La vie d’une structure sportive est ponctuée de haut et de bas. Dans la cité du Chasselas, on ne soutiendra pas le contraire. La saison passée, le club a fêté les soixante ans du titre de champion de France de Troisième Division, décroché un jour de mai 1956 aux dépens de Foix sur la pelouse du stade Chapou de Toulouse. Plus près de nous, l’Avenir a même flirté avec le troisième niveau national, baptisé à l’époque le Groupe B. Périgueux, Mont-de-Marsan, Tulle, Rodez étaient alors les hôtes et adversaires des Moissagais. Désormais, le quotidien sportif du club, c’est l’élite régionale, la compétition Honneur Midi-Pyrénées où il ferme actuellement la marche au classement avec un petit capital de dix unités.

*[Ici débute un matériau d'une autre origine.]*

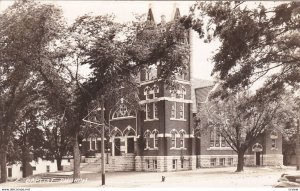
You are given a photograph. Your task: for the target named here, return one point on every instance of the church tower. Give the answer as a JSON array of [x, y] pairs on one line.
[[165, 124]]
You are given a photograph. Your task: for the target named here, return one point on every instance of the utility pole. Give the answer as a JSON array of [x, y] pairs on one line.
[[102, 140], [297, 147]]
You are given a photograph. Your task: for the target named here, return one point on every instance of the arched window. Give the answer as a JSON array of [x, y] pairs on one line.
[[173, 111], [123, 112], [274, 134], [148, 110], [147, 92], [173, 92], [173, 138], [147, 138], [155, 138], [181, 133], [183, 92], [181, 111], [155, 110], [155, 90]]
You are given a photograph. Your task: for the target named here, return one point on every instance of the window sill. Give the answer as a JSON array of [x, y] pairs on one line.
[[151, 149], [181, 148], [175, 119], [155, 119], [219, 148]]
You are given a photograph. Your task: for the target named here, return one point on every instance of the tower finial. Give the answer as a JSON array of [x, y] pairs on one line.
[[150, 16], [176, 12]]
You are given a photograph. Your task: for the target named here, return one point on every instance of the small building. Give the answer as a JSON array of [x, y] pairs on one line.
[[214, 151]]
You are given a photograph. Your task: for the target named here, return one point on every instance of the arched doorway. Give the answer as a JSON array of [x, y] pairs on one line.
[[116, 136], [130, 134], [257, 149]]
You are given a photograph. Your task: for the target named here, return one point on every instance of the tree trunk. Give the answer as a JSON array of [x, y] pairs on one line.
[[58, 163], [76, 156], [240, 165], [3, 162]]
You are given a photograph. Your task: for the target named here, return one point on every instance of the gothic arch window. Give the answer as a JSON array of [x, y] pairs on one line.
[[123, 112], [173, 92], [173, 110], [155, 110], [155, 138], [116, 132], [129, 131], [197, 133], [181, 111], [147, 138], [257, 147], [151, 72], [216, 138], [174, 134], [274, 134], [183, 92], [147, 92], [155, 90], [181, 135]]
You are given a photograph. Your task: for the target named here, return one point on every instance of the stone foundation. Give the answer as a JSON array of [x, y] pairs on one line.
[[164, 163], [204, 161]]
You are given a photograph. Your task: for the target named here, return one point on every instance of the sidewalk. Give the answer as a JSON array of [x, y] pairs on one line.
[[204, 177]]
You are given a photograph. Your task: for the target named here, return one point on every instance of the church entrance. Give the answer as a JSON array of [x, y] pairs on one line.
[[258, 158], [117, 147], [130, 145]]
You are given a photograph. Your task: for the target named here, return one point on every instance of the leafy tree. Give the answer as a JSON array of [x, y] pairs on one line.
[[240, 120], [26, 30], [257, 43], [57, 140]]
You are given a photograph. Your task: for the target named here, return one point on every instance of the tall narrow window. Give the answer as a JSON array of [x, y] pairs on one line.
[[212, 138], [9, 170], [174, 163], [147, 137], [273, 143], [217, 141], [223, 142], [156, 139], [181, 112], [148, 74], [155, 164], [155, 91], [182, 139], [183, 92], [155, 111], [147, 92], [173, 139], [148, 110], [173, 111]]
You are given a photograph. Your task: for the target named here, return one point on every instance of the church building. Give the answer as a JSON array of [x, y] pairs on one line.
[[162, 136]]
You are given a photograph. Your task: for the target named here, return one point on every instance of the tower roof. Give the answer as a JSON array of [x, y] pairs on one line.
[[150, 16]]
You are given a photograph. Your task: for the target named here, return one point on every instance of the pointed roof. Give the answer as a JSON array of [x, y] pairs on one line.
[[150, 16], [176, 12]]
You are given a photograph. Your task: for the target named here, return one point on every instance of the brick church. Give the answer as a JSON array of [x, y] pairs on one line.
[[163, 137]]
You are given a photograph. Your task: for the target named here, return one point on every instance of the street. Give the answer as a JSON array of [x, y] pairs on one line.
[[205, 177]]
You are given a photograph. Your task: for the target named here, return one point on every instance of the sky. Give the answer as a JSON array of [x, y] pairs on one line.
[[124, 11]]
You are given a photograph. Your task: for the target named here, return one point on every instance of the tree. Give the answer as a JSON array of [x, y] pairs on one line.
[[27, 33], [257, 43], [57, 137], [240, 121]]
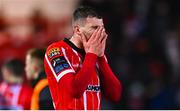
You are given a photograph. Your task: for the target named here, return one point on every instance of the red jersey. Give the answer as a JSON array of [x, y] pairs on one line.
[[17, 96], [73, 77]]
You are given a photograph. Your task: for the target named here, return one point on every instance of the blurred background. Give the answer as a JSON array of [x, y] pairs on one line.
[[143, 47]]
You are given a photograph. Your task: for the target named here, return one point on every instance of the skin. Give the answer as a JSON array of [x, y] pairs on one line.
[[90, 35]]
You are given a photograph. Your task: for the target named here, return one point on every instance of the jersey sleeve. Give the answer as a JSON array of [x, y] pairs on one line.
[[58, 62]]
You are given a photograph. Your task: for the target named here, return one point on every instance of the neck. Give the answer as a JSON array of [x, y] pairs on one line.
[[76, 40]]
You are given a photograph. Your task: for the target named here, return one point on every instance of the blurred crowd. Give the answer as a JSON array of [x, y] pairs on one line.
[[143, 46]]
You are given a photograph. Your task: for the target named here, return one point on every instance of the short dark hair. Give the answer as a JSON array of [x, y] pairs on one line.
[[15, 66], [84, 12]]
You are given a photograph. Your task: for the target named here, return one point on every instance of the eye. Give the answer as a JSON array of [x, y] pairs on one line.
[[94, 27]]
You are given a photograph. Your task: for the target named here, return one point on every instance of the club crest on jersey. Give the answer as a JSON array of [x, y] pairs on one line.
[[53, 52], [59, 64]]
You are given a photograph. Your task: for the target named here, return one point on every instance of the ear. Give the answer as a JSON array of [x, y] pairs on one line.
[[77, 30]]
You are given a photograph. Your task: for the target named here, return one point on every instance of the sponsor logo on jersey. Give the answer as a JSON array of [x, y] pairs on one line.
[[59, 64], [53, 52], [94, 88]]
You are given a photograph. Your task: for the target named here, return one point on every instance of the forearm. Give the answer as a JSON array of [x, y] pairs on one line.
[[111, 85]]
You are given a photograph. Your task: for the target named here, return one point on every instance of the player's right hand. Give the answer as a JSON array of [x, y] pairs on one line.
[[96, 43]]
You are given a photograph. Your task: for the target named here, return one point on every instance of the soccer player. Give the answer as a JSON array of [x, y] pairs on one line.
[[77, 69]]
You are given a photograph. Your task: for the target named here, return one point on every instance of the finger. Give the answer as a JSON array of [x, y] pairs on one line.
[[104, 39], [83, 37], [102, 35], [98, 34], [94, 34]]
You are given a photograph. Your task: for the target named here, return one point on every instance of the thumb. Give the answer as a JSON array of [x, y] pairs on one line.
[[83, 37]]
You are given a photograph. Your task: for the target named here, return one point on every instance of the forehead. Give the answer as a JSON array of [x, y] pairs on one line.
[[93, 21]]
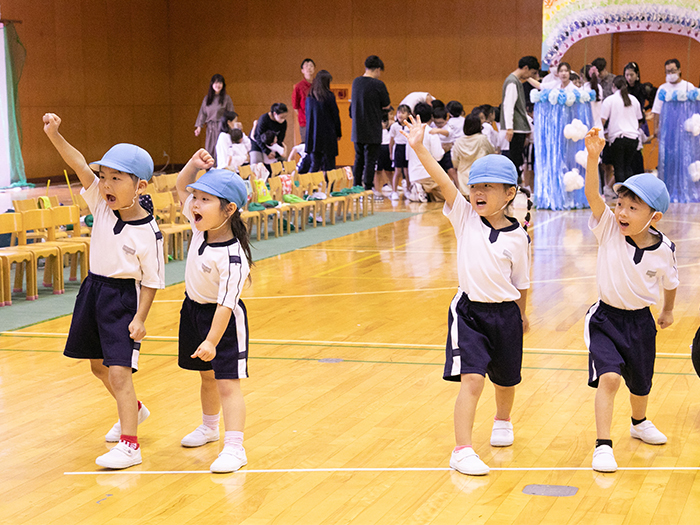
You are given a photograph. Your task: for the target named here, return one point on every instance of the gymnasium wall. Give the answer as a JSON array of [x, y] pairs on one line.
[[137, 70]]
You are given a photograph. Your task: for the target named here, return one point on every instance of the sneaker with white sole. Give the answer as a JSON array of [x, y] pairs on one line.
[[502, 433], [647, 432], [467, 461], [115, 432], [200, 436], [230, 460], [121, 456], [604, 459]]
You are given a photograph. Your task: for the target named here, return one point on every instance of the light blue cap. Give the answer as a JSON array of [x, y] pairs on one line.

Après quatorze rencontres officielles, l’équipe fanion n’a réussi que deux prouesses, une très flatteuse victoire chez son voisin bressolais (22-17) et un unique succès à la maison face à Sor-Agout (23-18). Les autres oppositions se sont soldées par douze défaites. Avec ce bilan comptable négatif, l’Avenir se prépare pour l’année prochaine à évoluer à l’échelon inférieur, celui de Promotion-Honneur. Et dire que, la saison passée, l’équipe fanion avait obtenu son billet pour les quarts de finale du championnat territorial et s’était mesurée à son voisin beaumontois pour une place dans le dernier carré.

Une intersaison mal maîtrisée

« La saison passée a été dans l’ensemble bien maîtrisé sur le plan sportif. Dans une poule relevée avec la présence de clubs chevronnés tels que Saint-Sulpice-la-Pointe, la Vallée du Girou, Saint-Girons, Saint-Gaudens, nous nous sommes brillamment qualifiés. Le club était dans une bonne dynamique. Malheureusement, l’intersaison n’a pas été bien maîtrisée. Des membres du comité directeur se sont désolidarisés du projet sportif. Quelques jours, avant la fin des mutations, quinze joueurs ont décidé de quitter le club. C’est dans l’urgence, la difficulté que nous avons préparé la saison en cours. Nous nous sommes engagés dans ce championnat avec un noyau d’anciens joueurs et un groupe de vingt-deux ans de moyenne d’âge », résume amer, le coentraîneur Jean-Philippe Arbia.

C’est une véritable saison galère que vit actuellement la structure. Or, dans cette souffrance sportive, l’ensemble du club se serre les coudes. « Lors du dernier entraînement, nous étions tout de même vingt-huit joueurs. Tout le monde est motivé pour bien finir la saison », fait remarquer Jean-Philippe Arbia. Une fois que celle-ci sera achevée le 19 mars, l’ensemble des dirigeants ont décidé de se mettre à l’ouvrage. Le premier chantier est d’étoffer l’effectif afin de constituer deux équipes compétitives. « L’année prochaine, quatorze juniors passent seniors. Ce sont des éléments qui ont la fibre du club. Nous devons les intéresser au prochain projet sportif », ajoute le coentraîneur. L’avenir n’est pas si morose pour les Moissagais. Certes, le club a touché le fond cette saison. Dans cette position, il ne peut que rebondir. Et tant qu’il y a de la vie, il y a de l’espoir.